The real problem is that it is around a meter above the panel. As the g loads change this introduces changing pressure signals. Think about it. When you are pulling 2 g the pressure gradient in the fin is twice what it is in the atmosphere outside so going from 1 g to 2 g the bottom of the fin thinks it has gone down one meter. Take the g off and it has gone back up one meter. So a sudden increase in g will show momentary sink on the vario, removing the g will show lift. The quicker you do this and the greater the g the larger is the pressure transient on the vario. Moving the sensor to the fin will help here. NOTE: changes in g cause momentary vario transients. Steady g won't.
This is a simple treatment. It is more complex than this in reality.

Regardless of where the TE probe is mounted there are still other problems:

The induced drag effect. Surprisingly, maybe, this is greater at low speeds than at high speeds. At best L/D induced drag = profile drag so doubling the G load will double the sink rate due to induced drag. NOTE: Here steady g causes the extra sink or lift on the vario.

Horizontal gusts. In thermals we fly in in a turbulent atmosphere.
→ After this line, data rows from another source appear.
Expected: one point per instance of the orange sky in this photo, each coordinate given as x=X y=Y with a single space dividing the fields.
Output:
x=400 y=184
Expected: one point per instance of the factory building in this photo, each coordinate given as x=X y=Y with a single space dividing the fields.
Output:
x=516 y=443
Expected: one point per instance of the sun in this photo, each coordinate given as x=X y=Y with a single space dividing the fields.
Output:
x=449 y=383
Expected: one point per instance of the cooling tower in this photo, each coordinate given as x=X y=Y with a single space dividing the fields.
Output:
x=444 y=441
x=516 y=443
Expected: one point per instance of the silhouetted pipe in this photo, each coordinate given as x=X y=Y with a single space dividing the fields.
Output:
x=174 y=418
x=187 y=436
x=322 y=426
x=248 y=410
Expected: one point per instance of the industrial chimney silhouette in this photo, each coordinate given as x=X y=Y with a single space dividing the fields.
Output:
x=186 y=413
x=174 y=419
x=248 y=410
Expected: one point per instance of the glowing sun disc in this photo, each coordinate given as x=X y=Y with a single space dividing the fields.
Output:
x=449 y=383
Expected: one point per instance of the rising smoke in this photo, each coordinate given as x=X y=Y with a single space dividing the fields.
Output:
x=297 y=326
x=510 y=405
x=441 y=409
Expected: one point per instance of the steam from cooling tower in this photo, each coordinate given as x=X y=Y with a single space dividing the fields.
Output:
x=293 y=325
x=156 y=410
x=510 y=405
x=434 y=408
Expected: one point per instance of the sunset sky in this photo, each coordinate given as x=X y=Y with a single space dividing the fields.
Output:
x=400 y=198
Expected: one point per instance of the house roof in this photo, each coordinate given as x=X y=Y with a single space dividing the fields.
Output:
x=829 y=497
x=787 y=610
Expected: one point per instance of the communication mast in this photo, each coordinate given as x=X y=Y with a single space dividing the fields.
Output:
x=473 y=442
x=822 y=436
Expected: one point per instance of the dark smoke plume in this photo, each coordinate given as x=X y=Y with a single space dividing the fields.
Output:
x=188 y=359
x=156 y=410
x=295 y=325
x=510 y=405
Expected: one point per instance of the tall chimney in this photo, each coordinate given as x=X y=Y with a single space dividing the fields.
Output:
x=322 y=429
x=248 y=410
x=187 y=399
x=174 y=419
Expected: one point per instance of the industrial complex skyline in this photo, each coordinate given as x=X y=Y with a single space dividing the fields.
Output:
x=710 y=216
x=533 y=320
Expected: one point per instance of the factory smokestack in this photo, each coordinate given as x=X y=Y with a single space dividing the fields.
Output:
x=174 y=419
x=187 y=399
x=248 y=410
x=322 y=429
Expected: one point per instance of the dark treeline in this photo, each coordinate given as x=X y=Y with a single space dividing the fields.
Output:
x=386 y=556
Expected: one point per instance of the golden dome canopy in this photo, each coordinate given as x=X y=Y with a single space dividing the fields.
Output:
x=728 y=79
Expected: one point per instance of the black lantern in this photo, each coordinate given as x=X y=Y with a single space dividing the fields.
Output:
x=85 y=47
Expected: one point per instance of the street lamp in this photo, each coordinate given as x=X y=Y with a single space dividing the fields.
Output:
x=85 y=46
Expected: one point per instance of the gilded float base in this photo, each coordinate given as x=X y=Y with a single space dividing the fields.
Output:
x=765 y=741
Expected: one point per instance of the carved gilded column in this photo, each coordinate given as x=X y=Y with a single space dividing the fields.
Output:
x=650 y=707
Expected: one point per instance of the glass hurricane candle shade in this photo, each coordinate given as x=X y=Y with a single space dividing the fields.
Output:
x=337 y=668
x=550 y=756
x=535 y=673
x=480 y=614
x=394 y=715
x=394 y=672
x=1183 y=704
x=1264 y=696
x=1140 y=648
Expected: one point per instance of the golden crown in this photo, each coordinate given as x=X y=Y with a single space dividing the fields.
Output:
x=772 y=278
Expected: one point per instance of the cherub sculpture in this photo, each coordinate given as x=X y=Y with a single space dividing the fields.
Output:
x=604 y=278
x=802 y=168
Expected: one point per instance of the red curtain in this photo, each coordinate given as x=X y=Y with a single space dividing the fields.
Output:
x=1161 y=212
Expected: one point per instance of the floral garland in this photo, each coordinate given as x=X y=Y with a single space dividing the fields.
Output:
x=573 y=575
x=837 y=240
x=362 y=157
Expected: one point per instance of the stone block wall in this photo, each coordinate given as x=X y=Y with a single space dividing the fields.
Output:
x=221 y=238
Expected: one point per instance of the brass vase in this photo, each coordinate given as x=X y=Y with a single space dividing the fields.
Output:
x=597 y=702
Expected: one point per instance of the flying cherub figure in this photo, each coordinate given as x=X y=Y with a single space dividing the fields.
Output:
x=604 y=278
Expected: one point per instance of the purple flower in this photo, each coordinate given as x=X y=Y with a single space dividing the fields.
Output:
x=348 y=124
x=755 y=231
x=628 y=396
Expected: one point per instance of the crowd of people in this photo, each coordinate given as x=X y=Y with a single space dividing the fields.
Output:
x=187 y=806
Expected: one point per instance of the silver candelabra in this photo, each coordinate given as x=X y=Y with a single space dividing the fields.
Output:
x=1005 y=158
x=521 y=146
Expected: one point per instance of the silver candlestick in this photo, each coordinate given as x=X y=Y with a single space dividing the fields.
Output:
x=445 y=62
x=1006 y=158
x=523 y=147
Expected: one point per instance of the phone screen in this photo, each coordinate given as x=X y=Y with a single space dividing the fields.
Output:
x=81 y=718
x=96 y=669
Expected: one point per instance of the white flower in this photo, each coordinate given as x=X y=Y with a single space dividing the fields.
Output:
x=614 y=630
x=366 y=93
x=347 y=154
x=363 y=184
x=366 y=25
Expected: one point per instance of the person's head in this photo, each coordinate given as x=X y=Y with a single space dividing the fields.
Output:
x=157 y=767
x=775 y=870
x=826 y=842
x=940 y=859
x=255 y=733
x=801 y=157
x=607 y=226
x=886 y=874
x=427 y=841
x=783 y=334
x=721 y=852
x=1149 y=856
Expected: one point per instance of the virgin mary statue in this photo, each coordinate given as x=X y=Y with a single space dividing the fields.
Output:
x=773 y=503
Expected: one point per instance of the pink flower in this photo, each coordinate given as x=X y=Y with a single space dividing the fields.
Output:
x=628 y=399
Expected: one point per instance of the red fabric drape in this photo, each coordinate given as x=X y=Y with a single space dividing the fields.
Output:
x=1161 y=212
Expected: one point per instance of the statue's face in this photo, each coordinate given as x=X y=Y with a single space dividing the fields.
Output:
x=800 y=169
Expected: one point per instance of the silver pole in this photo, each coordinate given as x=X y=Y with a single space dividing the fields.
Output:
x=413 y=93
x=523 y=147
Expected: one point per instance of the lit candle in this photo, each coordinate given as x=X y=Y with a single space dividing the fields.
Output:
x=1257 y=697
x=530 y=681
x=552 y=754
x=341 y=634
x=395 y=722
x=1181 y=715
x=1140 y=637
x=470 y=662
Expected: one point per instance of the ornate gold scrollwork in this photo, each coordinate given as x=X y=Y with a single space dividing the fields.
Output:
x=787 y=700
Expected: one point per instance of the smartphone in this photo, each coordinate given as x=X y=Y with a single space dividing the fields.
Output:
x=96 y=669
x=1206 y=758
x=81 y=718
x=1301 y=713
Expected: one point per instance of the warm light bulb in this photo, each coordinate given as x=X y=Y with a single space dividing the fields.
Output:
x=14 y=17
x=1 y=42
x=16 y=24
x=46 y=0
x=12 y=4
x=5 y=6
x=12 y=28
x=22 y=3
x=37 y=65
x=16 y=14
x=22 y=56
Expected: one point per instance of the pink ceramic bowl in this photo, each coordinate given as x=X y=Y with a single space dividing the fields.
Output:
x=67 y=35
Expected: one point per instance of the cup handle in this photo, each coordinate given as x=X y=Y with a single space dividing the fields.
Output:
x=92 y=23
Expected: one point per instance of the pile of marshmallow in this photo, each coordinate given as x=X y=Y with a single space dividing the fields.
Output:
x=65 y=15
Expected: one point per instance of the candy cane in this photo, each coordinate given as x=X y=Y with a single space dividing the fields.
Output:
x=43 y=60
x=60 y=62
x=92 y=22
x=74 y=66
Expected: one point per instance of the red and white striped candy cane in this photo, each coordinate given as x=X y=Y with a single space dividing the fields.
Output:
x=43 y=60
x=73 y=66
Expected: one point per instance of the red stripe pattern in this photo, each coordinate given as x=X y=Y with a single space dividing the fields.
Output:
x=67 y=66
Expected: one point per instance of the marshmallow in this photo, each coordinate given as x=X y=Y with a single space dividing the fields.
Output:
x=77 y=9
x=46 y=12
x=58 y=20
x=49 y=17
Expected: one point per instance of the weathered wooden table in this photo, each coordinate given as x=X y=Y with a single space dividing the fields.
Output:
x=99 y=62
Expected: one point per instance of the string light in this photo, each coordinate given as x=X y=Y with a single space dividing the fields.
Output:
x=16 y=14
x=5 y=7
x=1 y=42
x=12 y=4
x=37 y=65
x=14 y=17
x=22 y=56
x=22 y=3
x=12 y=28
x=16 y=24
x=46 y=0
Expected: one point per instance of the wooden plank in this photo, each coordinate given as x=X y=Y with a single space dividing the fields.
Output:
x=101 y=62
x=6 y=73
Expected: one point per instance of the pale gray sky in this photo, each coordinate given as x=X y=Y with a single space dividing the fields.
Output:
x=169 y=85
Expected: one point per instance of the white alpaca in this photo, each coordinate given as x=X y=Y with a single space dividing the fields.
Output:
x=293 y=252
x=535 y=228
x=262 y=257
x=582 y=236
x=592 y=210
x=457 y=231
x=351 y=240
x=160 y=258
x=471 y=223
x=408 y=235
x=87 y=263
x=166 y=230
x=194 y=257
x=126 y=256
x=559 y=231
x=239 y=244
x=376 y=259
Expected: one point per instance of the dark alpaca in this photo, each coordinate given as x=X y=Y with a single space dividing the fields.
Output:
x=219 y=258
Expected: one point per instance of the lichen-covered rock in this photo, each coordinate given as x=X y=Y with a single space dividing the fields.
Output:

We're looking for vertical air motion going upwards. There's also lots of air motion horizontally. The effect of small horizontal gradients in the atmosphere is surprisingly large on TE systems OF ANY KIND and depends on the TRUE air speed SQUARED of the glider penetrating the gust. Aerokurier ran an article in 1990 on this called. "your vario tells lies". Several pages of the physics and mathematics of this. Unfortunately the author got the frame of reference wrong and came to the wrong conclusion. He thought it depended on TAS not the square of it. This can be fixed by not having TE at all. Unfortunately the vario then also becomes useless.

I've got an article on our website www.borgeltinstruments.com about this.

Note that the last two problems aren't fixed by mounting the sensor on the fin.

In my opinion the horizontal gust problem is the last interesting instrumentation problem in sailplanes. A solution is in sight.